Would that the Chinese rich were addicted to designer drugs instead of ivory.

Elephants seem to be evolving smaller tusks.

Elephants seem to be evolving smaller tusks.

“Africa is in the midst of an epic elephant slaughter,” wrote Jeffrey Gettleman in the New York Times on September 3. Sounds like a headline from another era, doesn’t it? Sadly, it’s not. “Conservation groups say poachers are wiping out tens of thousands of elephants a year, more than at any time in the previous two decades.” Who exactly are the poachers? Gettleman explains.

Some of Africa’s most notorious armed groups, including the Lord’s Resistance Army, the Shabab and Darfur’s janjaweed, are hunting down elephants and using the tusks to buy weapons and sustain their mayhem. … But it is not just outlaws cashing in. Members of some of the African armies that the American government trains and supports with millions of taxpayer dollars — like the Ugandan military, the Congolese Army and newly independent South Sudan’s military — have been implicated in poaching elephants and dealing in ivory.

The principal market, as is widely known, is China, with its confluence of “old customs and traditions with new money.” Many Chinese, of course, including one of its more affluent, see the cruelty involved. Yahoo Sports reported in August:

Retired NBA star Yao Ming is using his international renown and domestic status as one of China’s most recognizable public figures to try to convince his fellow Chinese citizens to stop seeking products made from elephant ivory and rhino horn, hoping to curb the demand that fuels poaching in Africa and is helping bring Kenyan elephants and rhinos perilously close to extinction. [He] arrived in Kenya on Friday, Aug. 10, 2012 — his first-ever visit to the African nation — to meet with local scientists and conservationists, to begin filming and to see the animals first-hand.

In the interim wouldn’t common sense dictate that to ensure a continued supply of ivory, poachers, instead of killing elephants, tranquilize elephants and just trim the ivory, which would then grow back? But they probably just assume that some other poacher will just kill the elephants and extract the whole tusk, from which elephants, even if not killed by the poachers, can’t recover.

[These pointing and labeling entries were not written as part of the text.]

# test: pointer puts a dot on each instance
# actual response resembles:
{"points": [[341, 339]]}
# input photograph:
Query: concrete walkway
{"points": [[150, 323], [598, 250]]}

Meanwhile elephants seem like they may actually be evolving smaller tusks in the last 150 years presumably in response to poaching. They’re thus left at a disadvantage because fully-grown tusks are critical for digging and defense, not to mention establishing social dominance. But growing smaller tusk may be further counterproductive because, conceivably, it only incites poachers to fill their quota of ivory. In any event, evolution can’t outrace poachers.